Although, as described [39], hypoxic challenge of rabbit lungs for 4 h elicited the enhanced generation of all EET regioisomers, chiral analysis exhibited unchanged enantiomeric EET ratios, except for 14,15-EET (Table 1), thus suggesting only partial stereospecific EET contribution to sustained hypoxic pulmonary vasoconstriction. This finding does not exclude enantiospecific contribution of the other EETs too to hypoxic pulmonary hypertension with vascular remodeling due to the induction of specific CYP isoenzyme expression under conditions of prolonged (16–24 h) or chronic (up to 1 week) hypoxia [43, 44].

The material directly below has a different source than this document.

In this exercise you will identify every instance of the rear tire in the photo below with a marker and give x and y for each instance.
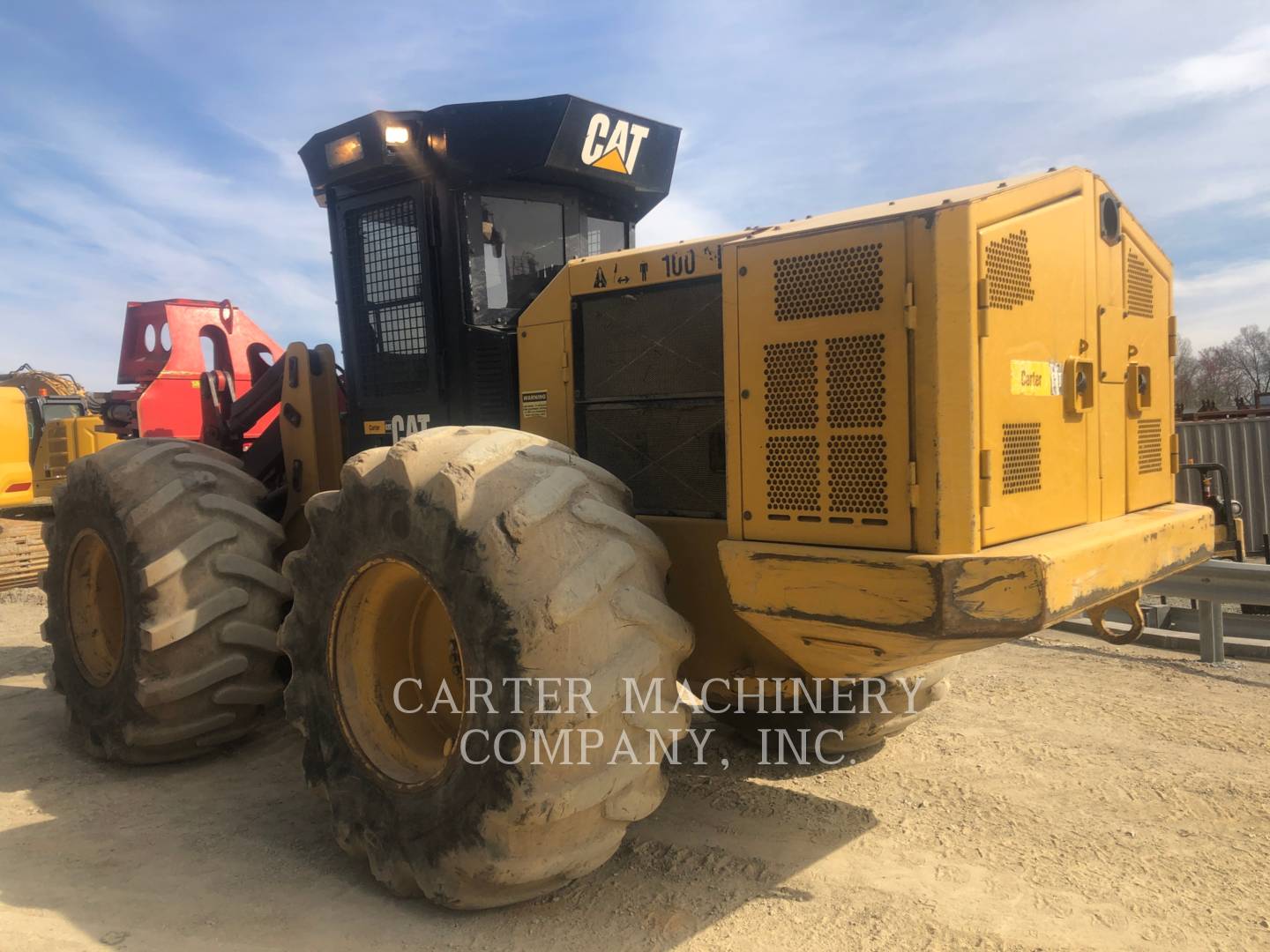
(859, 732)
(164, 600)
(542, 573)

Remarkably, assessment of the distribution of free EET enantiomers in control lungs and kidneys of rabbits and rats (Table 1) revealed both species- and organ-specific enantiomeric EET generation profiles. As the preferential formation of certain EET enantiomers is indicative of enzymatic rather than autooxidative generation and each CYP isoenzyme is known to display its characteristic enantiomer generation profile [23, 26], the results presented in Table 1 demonstrate both the biosynthetic origin of the EETs as well as species and organ specificity of CYP isoform expression.

Conclusions

Chiral analysis by CapTC-CP-LC nonoverlapping separation of all eight underivatized EET antipodes within one chromatographic run followed by online dual complementary PDA and tandem MS2 detection enables highly sensitive, simultaneous, direct, and reliable identification and quantitation, thus providing comprehensive and rapid information about the enantioselective distribution of free endogenous EETs, typically occurring at very low concentrations, at once and with minimal effort but maximal sample throughput. Application of capillary-chiral one-step analysis to complex biological sources demonstrated its usefulness as a convenient and attractive method, which provides in a minimum of time the complete enantioselective EET generation profile at a glance without any laborious and/or time-consuming multistep procedures. Highly sensitive and routine “enantioprofiling” of endogenous EETs enabled by CapTC-CP-LC, and the use in physiological experiments of exogenous enantiomers obtained by the preparative version might be a prerequisite for new insights and elucidation of contradictory findings regarding EET physiology in future studies. To the best of our knowledge, these tasks cannot be accomplished by presently available methods.